What I try to do
I'm trying to train a convolutional neural network (CNN) for image-detection using Keras with Tensorflow-GPU as backend in Python 2.7, since I need to use it with ROS kinetic, which only supports Python 2.7 (and not 3.5). My model is a Sequential (code see down below).

What I am using
Pycharm-Community 2018.1.4
Keras 2.2.0
Tensorflow-GPU 1.8.0
60000 input images, 100x100 pixels (3 channels), 3 classes ("train_set")
20000 evaluation images, same dimensions ("evaluation_set")

What works
When training the model on my train_set using Python 3.5 and evaluate it using Python 3.5 it works perfectly fine (train_accuracy: 0.99874, evaluation_accuracy: 0.9993).

What does not work
When training the model on my train_set using Python 2.7 and evaluate it using Python 2.7 my accuracy drops drastically (train_accuracy: 0.695, evaluation_accuracy: 0.543), which is not much more than guessing on 3 classes (which would be 0.3333).
I also tried training the model in Python 3.5 and load it in Python 2.7 for evaluation and prediction, but the results are as worse as before.
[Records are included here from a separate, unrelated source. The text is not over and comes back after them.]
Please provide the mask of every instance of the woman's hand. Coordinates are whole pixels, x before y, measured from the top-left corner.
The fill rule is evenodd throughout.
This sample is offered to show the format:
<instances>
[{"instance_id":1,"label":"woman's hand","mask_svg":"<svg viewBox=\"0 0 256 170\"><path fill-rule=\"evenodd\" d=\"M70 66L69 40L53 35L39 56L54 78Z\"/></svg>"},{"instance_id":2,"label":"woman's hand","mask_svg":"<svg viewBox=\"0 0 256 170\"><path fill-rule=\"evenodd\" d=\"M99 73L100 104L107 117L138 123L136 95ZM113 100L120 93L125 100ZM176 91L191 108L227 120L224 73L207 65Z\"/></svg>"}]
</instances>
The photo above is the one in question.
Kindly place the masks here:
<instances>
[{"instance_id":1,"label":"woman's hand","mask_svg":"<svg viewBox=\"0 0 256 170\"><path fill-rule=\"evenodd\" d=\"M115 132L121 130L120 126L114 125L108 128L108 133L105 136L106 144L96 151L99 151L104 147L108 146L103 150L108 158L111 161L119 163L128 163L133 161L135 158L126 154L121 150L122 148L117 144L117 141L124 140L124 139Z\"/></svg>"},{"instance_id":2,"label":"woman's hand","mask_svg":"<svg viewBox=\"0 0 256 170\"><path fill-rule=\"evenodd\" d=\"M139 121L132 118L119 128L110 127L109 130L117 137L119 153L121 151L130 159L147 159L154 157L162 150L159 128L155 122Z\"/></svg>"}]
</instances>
In all cases I am using the exact same code:

def build_model(training_input):
    model = Sequential()  
    model.add(Conv2D(32, (3, 3)) # Add some layers

    model.compile(optimizer='RMSprop', loss='categorical_crossentropy', metrics=['accuracy'])

def train():
    input_training = np.array(input_training_list)    # input_training_list is a list containing the imagedata
    labels_training = np.array(label_training_list)    # label_training_list is a list containing the labels corresponding to the imagedata
    model = create_model(input_training)
    history = model.fit(input_training, labels_training, epochs=10, shuffle=True, batch_size=20)
    model.save(model_directory + "my_model.h5")

def evaluation():
    input_evaluation = np.array(input_evaluation_list)
    labels_evaluation = np.array(label_evaluation_list)
    model = load_model(model_directory + "my_model.h5")
    loss, acc = model.evaluate(input_evaluation, labels_evaluation, batch_size=1)

I heard that many people have issues loading the same model in different Sessions(), using different computers or different versions of Python. But here the same architecture gives completely different results in both Python versions.
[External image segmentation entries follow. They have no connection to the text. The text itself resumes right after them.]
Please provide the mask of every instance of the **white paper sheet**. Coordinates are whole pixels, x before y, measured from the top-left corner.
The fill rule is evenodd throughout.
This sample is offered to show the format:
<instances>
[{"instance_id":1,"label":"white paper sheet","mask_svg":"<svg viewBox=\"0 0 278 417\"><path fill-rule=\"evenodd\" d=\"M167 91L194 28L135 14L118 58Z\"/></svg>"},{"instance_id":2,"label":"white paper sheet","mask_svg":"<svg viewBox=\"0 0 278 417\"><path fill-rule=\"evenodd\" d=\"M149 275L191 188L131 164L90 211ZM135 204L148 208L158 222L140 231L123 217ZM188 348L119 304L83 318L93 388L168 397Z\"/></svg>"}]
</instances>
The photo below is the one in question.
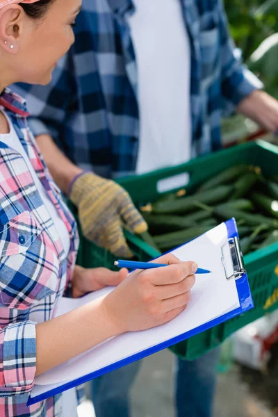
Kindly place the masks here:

  • What happens if you just model.save_weights() and then rebuild the model in Python 2 and just model.load_weights()?
    – nuric
    Jun 15, 2018 at 9:38
  • @nuric I just tried model.save_weights("my_weights.h5") in my working Python 3.5 script, build the same model/architecture in Python 2.7 and loaded the weights into that model model.load_weights("my_weights.h5") . But the results don't change. What confuses me is that even training the model in Python 2.7 gives such bad results.
    – benjamin
    Jun 15, 2018 at 12:06
  • I would update packages to latest versions in both platforms and try again.
    – nuric
    Jun 15, 2018 at 12:11
  • @nuric All packages on both platforms are up to date, I just retried everything and nothing changes.
    – benjamin
    Jun 15, 2018 at 12:34
  • 1
    It might be the data -- how do you get it and have you checked it is consistent for both versions?
    – P-Gn
    Jun 15, 2018 at 13:47

1 Answer 1


I found the solution for my problem (thanks to user1735003 for the tip regarding my data).
The reason for my bad results was a wrong data-implementation due to the differences regarding Python 2.x and Python 3.x. When implementing my image-data I use

for i in range(len(evaluation_files)):
    input_evaluation = np.divide(ndimage.imread(evaluation_files[i]), 255)

But here is the Problem: In Python 3.x this works perfectly fine, since a division of two integers results in a float, but in Python 2.x the result is an integer as well, so my input_evalution list only consists of zeros. I need to divide by 255.0 (make the result a float).

input_evaluation = np.divide(ndimage.imread(evaluation_files[i]), 255.0)

Alternatively import division from __future__ to get floating point results from integer divisions already in python 2.

from __future__ import division

There are some mayor differences when using Python 2.x or Python 3.x which you can see very nicely for example on http://sebastianraschka.com/Articles/2014_python_2_3_key_diff.html .

I also managed training my model on Python 3.5, save it using model.save('my_model') and load it in Python 2.7 using keras.models.load_model('my_model'), which works perfectly fine.

One would also easily just save the weights using model.save_weights('my_weights'), create a new model of the same architecture(!) in Python 2.7 and load the weights into that model using model.load_weights('my_weights'), but since just loading the model itself works perfectly fine that way is much easier.